Rétention de mineur-e-s : la CCDH regrette le surplace du gouvernement

Début avril, le gouvernement avait sèchement retoqué une proposition de loi de Déi Lénk visant à interdire la rétention de mineur-e-s avec leurs familles – la Commission consultative des droits de l’homme (CCDH) s’est autosaisie de la proposition.

(wikimedia_cayambe)

Lors d’une conférence de presse en visioconférence ce mardi après-midi, l’équipe de la CCDH a présenté son avis sur une proposition de loi – pourtant déjà mort-née, vu que le gouvernement campe visiblement sur ses positions, qui veulent que la possibilité d’enfermer des mineur-e-s soit une nécessité.

Le président de la commission Gilbert Pregno s’est expliqué sur le pourquoi et surtout le timing de la démarche : c’est que, à partir de demain, le gouvernement est auditionné par le Comité des droits de l’enfant (dépendant des Nations unies) et que la rétention de mineur-e-s tout comme l’enfermement d’enfants tout court seront sûrement des thèmes que le comité abordera. L’audition est d’ailleurs publique et peut être suivie par web TV. C’est donc le moment idéal pour rappeler au gouvernement que la société civile tant nationale qu’internationale n’approuve pas la possibilité de mettre derrière des barreaux des mineur-e-s qui souvent ont fui des zones de conflit – un tel traitement en rajoute à leurs traumatismes préexistants.

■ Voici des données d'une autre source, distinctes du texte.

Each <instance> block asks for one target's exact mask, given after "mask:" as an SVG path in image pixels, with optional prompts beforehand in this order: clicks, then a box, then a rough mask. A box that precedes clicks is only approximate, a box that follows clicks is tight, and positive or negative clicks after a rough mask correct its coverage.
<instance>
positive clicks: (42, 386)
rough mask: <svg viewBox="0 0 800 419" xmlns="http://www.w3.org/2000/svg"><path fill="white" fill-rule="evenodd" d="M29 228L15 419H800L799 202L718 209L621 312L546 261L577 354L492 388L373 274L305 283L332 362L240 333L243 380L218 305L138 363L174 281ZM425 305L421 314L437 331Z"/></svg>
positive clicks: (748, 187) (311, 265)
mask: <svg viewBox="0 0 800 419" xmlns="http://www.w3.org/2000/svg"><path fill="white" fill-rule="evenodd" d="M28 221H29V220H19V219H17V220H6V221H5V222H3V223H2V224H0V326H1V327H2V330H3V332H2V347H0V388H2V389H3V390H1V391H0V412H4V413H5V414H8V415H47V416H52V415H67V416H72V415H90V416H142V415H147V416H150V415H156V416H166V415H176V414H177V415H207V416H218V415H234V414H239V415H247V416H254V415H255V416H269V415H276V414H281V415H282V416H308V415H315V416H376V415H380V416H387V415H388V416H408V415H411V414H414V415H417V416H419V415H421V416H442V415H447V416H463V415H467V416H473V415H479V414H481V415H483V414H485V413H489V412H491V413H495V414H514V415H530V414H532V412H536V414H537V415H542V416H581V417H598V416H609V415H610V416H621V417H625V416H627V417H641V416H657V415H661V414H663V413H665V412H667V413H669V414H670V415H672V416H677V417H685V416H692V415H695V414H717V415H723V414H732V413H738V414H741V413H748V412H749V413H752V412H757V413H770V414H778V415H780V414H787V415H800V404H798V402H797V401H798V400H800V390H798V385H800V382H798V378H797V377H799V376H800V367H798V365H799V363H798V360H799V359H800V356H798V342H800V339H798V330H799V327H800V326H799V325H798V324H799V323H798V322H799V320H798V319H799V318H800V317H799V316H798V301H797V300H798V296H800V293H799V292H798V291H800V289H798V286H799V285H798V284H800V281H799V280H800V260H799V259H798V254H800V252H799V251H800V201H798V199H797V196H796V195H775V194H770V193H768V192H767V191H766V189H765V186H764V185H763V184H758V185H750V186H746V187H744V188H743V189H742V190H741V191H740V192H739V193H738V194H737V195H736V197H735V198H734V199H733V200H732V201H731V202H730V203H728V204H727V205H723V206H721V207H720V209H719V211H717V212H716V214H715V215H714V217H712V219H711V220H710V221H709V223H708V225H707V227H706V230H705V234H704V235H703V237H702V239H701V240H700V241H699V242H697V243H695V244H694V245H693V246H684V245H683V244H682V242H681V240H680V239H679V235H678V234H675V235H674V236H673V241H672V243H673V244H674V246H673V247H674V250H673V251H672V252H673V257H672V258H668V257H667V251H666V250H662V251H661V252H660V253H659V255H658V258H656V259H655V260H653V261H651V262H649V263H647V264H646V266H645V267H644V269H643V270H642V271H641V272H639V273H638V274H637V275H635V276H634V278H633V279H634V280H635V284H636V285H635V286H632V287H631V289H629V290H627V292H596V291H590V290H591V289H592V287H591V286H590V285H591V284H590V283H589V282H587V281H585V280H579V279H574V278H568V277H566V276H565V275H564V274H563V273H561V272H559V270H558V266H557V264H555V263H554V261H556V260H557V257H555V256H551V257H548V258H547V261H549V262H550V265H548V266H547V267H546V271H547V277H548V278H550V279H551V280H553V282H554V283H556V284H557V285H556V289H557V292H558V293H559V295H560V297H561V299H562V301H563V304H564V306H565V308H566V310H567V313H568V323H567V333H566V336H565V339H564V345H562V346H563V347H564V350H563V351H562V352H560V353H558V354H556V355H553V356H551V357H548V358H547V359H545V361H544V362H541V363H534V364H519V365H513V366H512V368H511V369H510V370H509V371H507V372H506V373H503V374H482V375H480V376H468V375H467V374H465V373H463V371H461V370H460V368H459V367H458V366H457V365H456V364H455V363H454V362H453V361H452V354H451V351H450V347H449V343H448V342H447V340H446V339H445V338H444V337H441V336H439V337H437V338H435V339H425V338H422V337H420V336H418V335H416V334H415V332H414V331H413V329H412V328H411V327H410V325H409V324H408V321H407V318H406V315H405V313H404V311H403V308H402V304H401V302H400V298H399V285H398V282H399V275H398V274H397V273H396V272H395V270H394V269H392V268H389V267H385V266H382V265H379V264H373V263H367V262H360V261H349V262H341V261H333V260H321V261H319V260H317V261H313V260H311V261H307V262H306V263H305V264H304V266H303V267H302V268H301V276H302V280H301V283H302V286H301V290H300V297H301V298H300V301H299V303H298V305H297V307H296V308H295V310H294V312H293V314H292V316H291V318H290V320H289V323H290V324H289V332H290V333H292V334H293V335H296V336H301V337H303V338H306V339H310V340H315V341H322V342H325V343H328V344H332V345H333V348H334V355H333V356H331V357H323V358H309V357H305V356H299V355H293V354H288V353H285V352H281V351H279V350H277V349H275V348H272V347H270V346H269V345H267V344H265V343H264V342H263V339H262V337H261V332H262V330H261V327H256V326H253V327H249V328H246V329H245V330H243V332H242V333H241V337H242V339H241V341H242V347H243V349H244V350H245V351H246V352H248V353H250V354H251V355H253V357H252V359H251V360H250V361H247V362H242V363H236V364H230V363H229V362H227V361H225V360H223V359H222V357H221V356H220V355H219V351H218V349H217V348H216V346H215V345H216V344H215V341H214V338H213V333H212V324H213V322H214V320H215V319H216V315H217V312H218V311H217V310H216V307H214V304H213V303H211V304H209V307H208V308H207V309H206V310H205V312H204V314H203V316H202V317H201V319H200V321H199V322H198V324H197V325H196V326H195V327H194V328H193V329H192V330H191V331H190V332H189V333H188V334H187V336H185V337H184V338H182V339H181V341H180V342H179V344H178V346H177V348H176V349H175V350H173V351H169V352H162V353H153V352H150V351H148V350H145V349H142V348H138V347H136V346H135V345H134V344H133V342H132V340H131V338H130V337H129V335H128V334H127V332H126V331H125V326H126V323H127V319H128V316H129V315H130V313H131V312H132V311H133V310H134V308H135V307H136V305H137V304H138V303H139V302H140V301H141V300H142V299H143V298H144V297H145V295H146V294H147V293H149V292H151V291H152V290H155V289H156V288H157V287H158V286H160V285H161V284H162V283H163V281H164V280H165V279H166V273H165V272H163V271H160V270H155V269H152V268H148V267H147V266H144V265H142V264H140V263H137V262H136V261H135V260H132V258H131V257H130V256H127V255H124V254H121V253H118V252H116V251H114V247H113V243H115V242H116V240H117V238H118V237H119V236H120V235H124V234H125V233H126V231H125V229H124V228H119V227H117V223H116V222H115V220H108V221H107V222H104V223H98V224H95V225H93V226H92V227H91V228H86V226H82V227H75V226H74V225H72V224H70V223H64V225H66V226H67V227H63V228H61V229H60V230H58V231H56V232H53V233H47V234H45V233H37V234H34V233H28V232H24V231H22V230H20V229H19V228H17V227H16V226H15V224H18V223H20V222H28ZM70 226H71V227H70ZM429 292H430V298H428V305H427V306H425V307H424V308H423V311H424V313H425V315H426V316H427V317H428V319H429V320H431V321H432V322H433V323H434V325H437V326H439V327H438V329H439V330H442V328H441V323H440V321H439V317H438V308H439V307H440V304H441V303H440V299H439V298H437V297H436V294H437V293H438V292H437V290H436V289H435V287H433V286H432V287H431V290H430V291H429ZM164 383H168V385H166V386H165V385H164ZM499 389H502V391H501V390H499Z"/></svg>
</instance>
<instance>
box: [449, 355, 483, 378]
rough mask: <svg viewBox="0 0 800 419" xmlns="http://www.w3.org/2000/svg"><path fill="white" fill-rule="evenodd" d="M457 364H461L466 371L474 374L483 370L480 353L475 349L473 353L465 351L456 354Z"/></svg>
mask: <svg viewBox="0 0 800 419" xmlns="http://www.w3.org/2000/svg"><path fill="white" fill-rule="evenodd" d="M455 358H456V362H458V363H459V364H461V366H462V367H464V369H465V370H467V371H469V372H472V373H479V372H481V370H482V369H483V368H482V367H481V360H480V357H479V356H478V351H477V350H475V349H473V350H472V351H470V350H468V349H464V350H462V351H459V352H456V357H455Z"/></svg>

S’y ajoute qu’une mauvaise note pourrait aussi être en conflit avec les ambitions luxembourgeoises de se faire élire pour un siège au Conseil des droits de l’homme des Nations unies – une question de prestige surtout pour le ministre des Affaires étrangères et de l’Immigration, Jean Asselborn. Et cela même si l’utilité de cette assemblée est du moins questionnable – l’on se rappelle encore du scandale récent quand l’Arabie saoudite y a accédé. Entre-temps, ce pays peu regardant des droits humains n’y siège plus, mais avec Bahreïn, le Bangladesh ou encore la Somalie, la compagnie ne sera pas forcément plus agréable.

Le Luxembourg risque une condamnation du Comité des droits de l’enfant

Curieusement, Pregno n’est pas de ceux qui critiquent les aspirations asselborniennes. Tout au contraire, il préfère y voir une chance : « Même si cela ne réussit pas, la démarche à elle seule en vaut la peine. Elle va aider à changer les choses avant tout au Luxembourg », est-il convaincu. Et que les choses doivent changer, l’avis sur la proposition de loi le montre sur plusieurs points.

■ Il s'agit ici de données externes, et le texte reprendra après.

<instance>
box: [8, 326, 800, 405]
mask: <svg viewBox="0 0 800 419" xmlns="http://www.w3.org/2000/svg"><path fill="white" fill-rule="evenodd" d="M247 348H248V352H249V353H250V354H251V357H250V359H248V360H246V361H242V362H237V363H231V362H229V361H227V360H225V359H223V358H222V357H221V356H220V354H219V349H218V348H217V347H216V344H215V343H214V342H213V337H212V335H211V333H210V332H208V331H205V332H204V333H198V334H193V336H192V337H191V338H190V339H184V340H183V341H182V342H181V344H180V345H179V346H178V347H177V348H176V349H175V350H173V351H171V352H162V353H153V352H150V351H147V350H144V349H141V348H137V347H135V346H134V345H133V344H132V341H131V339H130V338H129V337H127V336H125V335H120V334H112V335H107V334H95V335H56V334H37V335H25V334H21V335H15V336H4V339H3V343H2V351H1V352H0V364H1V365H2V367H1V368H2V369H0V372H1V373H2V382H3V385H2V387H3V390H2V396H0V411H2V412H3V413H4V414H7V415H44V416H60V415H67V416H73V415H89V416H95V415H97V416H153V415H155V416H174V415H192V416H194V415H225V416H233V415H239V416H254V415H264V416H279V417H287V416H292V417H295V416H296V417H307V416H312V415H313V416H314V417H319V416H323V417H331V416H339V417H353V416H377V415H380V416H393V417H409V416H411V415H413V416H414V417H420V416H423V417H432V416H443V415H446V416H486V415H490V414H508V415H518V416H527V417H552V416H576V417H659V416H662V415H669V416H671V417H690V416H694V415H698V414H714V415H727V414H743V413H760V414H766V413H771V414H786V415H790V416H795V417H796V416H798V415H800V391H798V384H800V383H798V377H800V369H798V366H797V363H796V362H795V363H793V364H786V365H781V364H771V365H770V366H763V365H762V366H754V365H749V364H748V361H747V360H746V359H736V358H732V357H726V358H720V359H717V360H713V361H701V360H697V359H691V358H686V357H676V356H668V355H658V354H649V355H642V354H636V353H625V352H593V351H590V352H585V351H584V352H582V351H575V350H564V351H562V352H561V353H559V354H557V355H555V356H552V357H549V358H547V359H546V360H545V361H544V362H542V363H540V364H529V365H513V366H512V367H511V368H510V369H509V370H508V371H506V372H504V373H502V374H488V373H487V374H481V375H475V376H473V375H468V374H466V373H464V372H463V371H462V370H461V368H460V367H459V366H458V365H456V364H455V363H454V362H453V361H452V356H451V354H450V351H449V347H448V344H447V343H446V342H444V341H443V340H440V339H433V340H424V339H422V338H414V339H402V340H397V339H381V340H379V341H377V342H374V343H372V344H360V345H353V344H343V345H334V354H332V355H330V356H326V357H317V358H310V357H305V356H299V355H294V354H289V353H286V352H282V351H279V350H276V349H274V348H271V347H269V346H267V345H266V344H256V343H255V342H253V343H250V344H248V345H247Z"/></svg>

Au-delà du fait que le grand-duché n’a toujours pas trouvé une alternative viable à la rétention de mineur-e-s depuis les neuf ans de gouvernement de coalition, c’est avant tout une exception luxembourgeoise qui fait tiquer la CCDH : devant la justice, la Convention relative aux droits de l’enfant n’est pas applicable – alors que le pays l’a signée et ratifiée. Alors qu’elle l’est dans la majorité de nos pays voisins. « C’est un fait sur lequel personne dans les milieux de la justice, où j’ai posé plusieurs fois la question, n’a pu me répondre », ajoute Pregno. Pourtant, le Luxembourg ferait mieux de s’adapter à une meilleure protection des mineur-e-s immigré-e-s sur son territoire. 

Cela aussi pour éviter de se faire taper sur les doigts. Car, en 2016, le pays a aussi ratifié un protocole facultatif de ladite convention, qui établit une « procédure de présentation de communications ». Le Luxembourg « a ainsi accepté qu’en cas de violation de la convention, des plaintes soient introduites devant le Comité des droits de l’enfant, et il s’est engagé à s’incliner devant les décisions qui seront rendues à ce sujet », écrit la CCDH dans son avis. Et de compléter que si une telle plainte était un jour introduite, « le Luxembourg risque sans doute une condamnation ».

Tout cela amène la CCDH a regretter amèrement que le gouvernement, au lieu de s’atteler à tenir ses promesses, continue de camper sur ses positions.